Previously, we reported a pronounced reduction in transmission through surviving axons contralateral to chronic hemisection (HX) of adult rat spinal cord. To examine the cellular and molecular mechanisms responsible for this diminished transmission, we recorded intracellularly from lumbar lateral white matter axons in deeply anesthetized adult rats in vivo and measured the propagation of action potentials (APs) through rubrospinal/reticulospinal tract (RST/RtST) axons contralateral to chronic HX at T10. We found decreased excitability in these axons, manifested by an increased rheobase to trigger APs and longer latency for AP propagation passing the injury level, without significant differences in axonal resting membrane potential and input resistance. These electrophysiological changes were associated with altered spatial localization of Nav1.6 sodium channels along axons: a subset of axons contralateral to the injury exhibited a diffuse localization (>10 μm spread) of Nav1.6 channels, a pattern characteristic of demyelinated axons (Craner MJ, Newcombe J, Black JA, Hartle C, Cuzner ML, Waxman SG. Proc Natl Acad Sci USA 101: 8168-8173, 2004b). This result was substantiated by ultrastructural changes seen with electron microscopy, in which an increased number of large-caliber, demyelinated RST axons were found contralateral to the chronic HX. Therefore, an increased rheobase, pathological changes in the distribution of Nav1.6 sodium channels, and the demyelination of contralateral RST axons are likely responsible for their decreased conduction chronically after HX and thus may provide novel targets for strategies to improve function following incomplete spinal cord injury.
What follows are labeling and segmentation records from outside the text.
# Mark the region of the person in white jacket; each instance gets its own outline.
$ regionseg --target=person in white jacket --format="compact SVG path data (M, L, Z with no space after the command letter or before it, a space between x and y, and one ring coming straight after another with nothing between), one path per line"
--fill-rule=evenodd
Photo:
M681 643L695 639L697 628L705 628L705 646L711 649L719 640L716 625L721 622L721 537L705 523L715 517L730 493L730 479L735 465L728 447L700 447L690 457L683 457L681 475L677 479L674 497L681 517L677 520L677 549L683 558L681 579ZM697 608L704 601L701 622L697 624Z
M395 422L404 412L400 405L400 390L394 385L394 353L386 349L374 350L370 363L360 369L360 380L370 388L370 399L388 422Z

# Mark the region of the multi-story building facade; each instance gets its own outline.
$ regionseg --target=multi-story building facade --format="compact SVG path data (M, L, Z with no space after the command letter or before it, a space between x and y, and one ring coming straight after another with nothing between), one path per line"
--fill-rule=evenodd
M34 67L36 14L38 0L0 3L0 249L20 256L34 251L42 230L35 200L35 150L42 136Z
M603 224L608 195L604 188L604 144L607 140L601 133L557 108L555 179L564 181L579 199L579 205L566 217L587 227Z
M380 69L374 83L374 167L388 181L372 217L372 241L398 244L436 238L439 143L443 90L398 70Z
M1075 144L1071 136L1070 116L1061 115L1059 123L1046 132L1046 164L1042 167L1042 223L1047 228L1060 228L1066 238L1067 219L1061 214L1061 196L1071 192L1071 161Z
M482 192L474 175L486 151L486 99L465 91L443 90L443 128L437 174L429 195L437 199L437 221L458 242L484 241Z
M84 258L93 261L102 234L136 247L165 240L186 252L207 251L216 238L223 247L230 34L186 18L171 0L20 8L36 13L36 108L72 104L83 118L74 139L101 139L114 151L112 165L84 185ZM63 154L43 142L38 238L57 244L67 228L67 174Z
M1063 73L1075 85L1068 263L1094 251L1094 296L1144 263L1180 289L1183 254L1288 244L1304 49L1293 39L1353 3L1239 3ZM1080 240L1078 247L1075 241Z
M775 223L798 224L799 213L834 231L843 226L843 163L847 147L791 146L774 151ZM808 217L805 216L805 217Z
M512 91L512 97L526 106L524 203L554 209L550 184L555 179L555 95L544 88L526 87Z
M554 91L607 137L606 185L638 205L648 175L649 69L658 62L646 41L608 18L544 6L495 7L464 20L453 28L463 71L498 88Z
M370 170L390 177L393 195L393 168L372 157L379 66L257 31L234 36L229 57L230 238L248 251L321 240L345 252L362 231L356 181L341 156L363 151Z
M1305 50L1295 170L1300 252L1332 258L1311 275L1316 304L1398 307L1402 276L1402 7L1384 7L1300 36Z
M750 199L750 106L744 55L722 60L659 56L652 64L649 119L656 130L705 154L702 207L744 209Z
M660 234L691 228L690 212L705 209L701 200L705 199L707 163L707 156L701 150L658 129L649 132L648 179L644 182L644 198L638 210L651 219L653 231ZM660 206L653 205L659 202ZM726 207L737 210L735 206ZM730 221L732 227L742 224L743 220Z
先前,我们报道了在成年大鼠慢性半横切(HX)对侧脊髓存活轴突的传播明显减少。为了研究导致这种传递减少的细胞和分子机制,我们在体内对深度麻醉的成年大鼠腰椎外侧白质轴突进行了细胞内记录,并测量了通过红核脊髓束/网状脊髓束(RST/RtST)轴突对侧慢性 T10 HX 的动作电位(AP)传播。我们发现这些轴突的兴奋性降低,表现为触发 AP 的阈强度增加,AP 通过损伤水平的潜伏期延长,而轴突静息膜电位和输入电阻没有显著差异。这些电生理变化与 Nav1.6 钠通道在轴突中的空间定位改变有关:损伤对侧的一部分轴突表现出 Nav1.6 通道的弥散定位(>10 μm 扩散),这是脱髓鞘轴突的特征模式(Craner MJ、Newcombe J、Black JA、Hartle C、Cuzner ML、Waxman SG。Proc Natl Acad Sci USA 101: 8168-8173, 2004b)。这一结果通过电子显微镜观察到的超微结构变化得到证实,其中发现对侧慢性 HX 有大量大直径、脱髓鞘的 RST 轴突增多。因此,阈强度增加、Nav1.6 钠通道分布的病理变化以及对侧 RST 轴突的脱髓鞘可能是它们在 HX 后慢性传导减少的原因,这可能为不完全性脊髓损伤后改善功能的策略提供新的靶点。